The dispute was sparked in September when Mexico’s environment secretariat announced an emergency law to prohibit trawling in the reserve and restrict the types of gillnets allowed. The measures were intended to protect benthic habitat and reduce bycatch of endangered species, including the vaquita, an endemic species of porpoise. However, members of communities surrounding the reserve – almost entirely dependent upon shrimp fishing as a livelihood – viewed the law as a threat. Street protests by fishermen and their families began in October, and by mid-month had grown to include a blockade of the highway leading from the reserve area to the US border. At that point, federal police ordered the protesters to disperse, and Mexican environment officials began negotiations to resolve the crisis.

The agreement allows 130 trawlers from local communities to resume fishing in the reserve under certain conditions. (Gillnetters working in small pangas were never banned from the reserve.) Peggy Turk Boyer, executive director of CEDO, an NGO active in fisheries issues and located next to the reserve, said that although the compromise agreement might seem to be a setback for conservation goals, it was an improvement over the protection that had existed in the region just a few months earlier.

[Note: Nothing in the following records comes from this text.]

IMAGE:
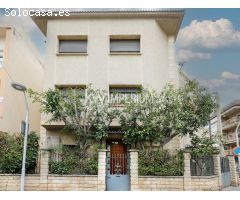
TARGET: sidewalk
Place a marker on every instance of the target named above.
(231, 188)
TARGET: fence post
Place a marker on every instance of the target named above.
(44, 169)
(233, 171)
(187, 172)
(102, 153)
(217, 169)
(133, 169)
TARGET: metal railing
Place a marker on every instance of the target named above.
(118, 164)
(203, 166)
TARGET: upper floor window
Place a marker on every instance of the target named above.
(125, 44)
(79, 90)
(120, 95)
(1, 60)
(1, 106)
(72, 44)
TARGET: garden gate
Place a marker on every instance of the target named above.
(117, 173)
(225, 172)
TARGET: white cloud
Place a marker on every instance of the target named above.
(213, 83)
(186, 55)
(230, 76)
(209, 34)
(226, 79)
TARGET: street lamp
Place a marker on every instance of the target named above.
(23, 89)
(237, 142)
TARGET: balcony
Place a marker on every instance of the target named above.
(230, 138)
(230, 123)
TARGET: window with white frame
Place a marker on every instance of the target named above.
(1, 106)
(1, 60)
(124, 44)
(80, 90)
(119, 95)
(72, 44)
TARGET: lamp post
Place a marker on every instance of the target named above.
(219, 122)
(23, 89)
(237, 143)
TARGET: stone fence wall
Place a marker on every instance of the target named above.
(54, 183)
(177, 183)
(49, 182)
(160, 183)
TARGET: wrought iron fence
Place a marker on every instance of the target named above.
(160, 163)
(71, 161)
(203, 166)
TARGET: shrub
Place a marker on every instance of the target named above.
(11, 149)
(160, 163)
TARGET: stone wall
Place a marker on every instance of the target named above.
(53, 183)
(160, 183)
(74, 183)
(204, 183)
(12, 182)
(176, 183)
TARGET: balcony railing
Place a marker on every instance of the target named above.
(230, 137)
(230, 122)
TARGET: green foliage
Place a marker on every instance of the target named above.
(87, 114)
(71, 161)
(202, 146)
(11, 149)
(157, 117)
(160, 163)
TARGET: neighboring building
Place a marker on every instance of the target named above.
(19, 61)
(230, 119)
(111, 49)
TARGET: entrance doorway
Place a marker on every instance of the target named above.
(117, 166)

Prior to the September regulation, for example, the entire Pacific fleet of Mexican trawlers – totaling 450 vessels – was allowed in the reserve. “It is clear that significant advances have been made,” she said.

The September restrictions marked an effort by SEMARNAT (Secretaria de Medio Ambiente y Recursos Naturales), Mexico’s environment secretariat, to strengthen protection of marine protected areas throughout the nation’s waters. Laws that took effect in 2000 restricting high-bycatch fisheries and seafloor destruction in MPAs have emboldened the agency. Silvia Manzanilla, an assistant on marine mammal issues at SEMARNAT, said that shrimp trawling is incompatible with habitat restoration and vaquita recovery in the Upper Gulf, and she would not rule out a total ban on trawling there in the future. “Environmental law in Mexico is only beginning to be taken into account,” said Manzanilla. “We are establishing our boundaries for the first time. Natural protected areas are under our jurisdiction and we will fight to ensure that environmental laws and regulations are respected.”